Competition leads to innovation, and innovation leads to more competition. These are words that all companies live by in a free market society. As a working artist you should also take them into consideration for your business. You are competing against an ever growing market of artists for that dollar. How is your work going to stand out among that crowd? While you may respect other artists in the field and actually become friends with them, share ideas, technical knowledge, etc, you are still in a competitive market. The customer only has so much money to spend and you want them to spend it on you.
A successful rule of business is modeling. No, not fashion modeling, but modeling your business after a proven successful one. Look at some of the top artists and their websites. See how they interact with their customers, promote their work, how their Patreon is set up, their online galleries, etc. Then with that in mind, build upon it. How can you make your work even better and stand out? Be on the same level? These are questions you will have to ask yourself.
Everyone and their Mom could go to the 3D stores, buy the exact same sets, props, and figures as you and recreate their own comics. While it may be a huge waste of time and money, you can do it. Hell, I still see artists using a figure from mid-2012! However, it’s what an artist can do with a base model that sets them apart from their peers. Taking some time out to learn basic 3D modeling in programs like Blender, 3D Studio Max, Zbrush, Maya, etc. can go a long way in improving the quality of your work.
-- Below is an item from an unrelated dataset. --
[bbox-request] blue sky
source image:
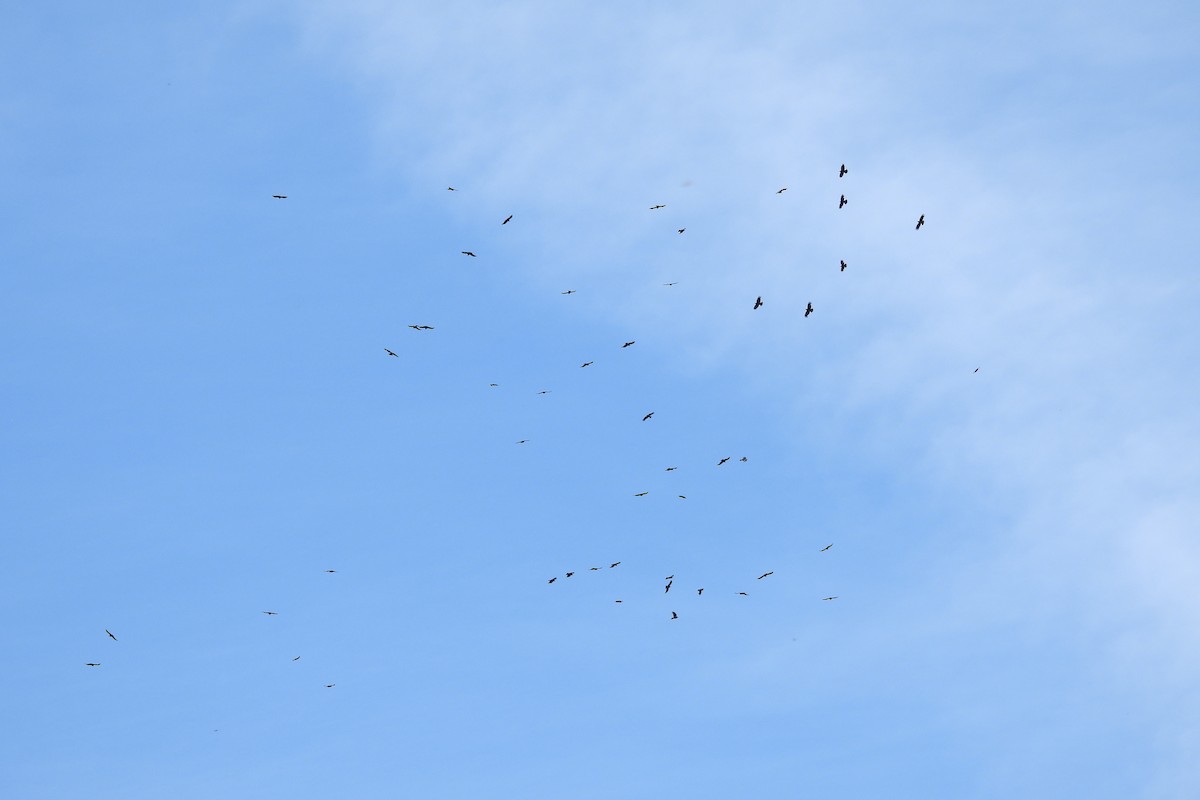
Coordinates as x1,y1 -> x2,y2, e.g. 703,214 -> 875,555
2,2 -> 1199,797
Look at some local photography clubs to learn proper indoor and outdoor lighting techniques. You’d be amazed at how well those translate into the virtual world. You may even make some new friends. Study filmmaking, storyboarding, read your favorite comics and see how the artists composed their shots. Then take these lessons and insert them into your own work. These are things that will set you miles apart from your competition in the market.
That’s it for today. In a future article we will cover more technical aspects like branding, target marketing your audience, setting up your IRS EIN account, taxes, and even starting your own commercial website.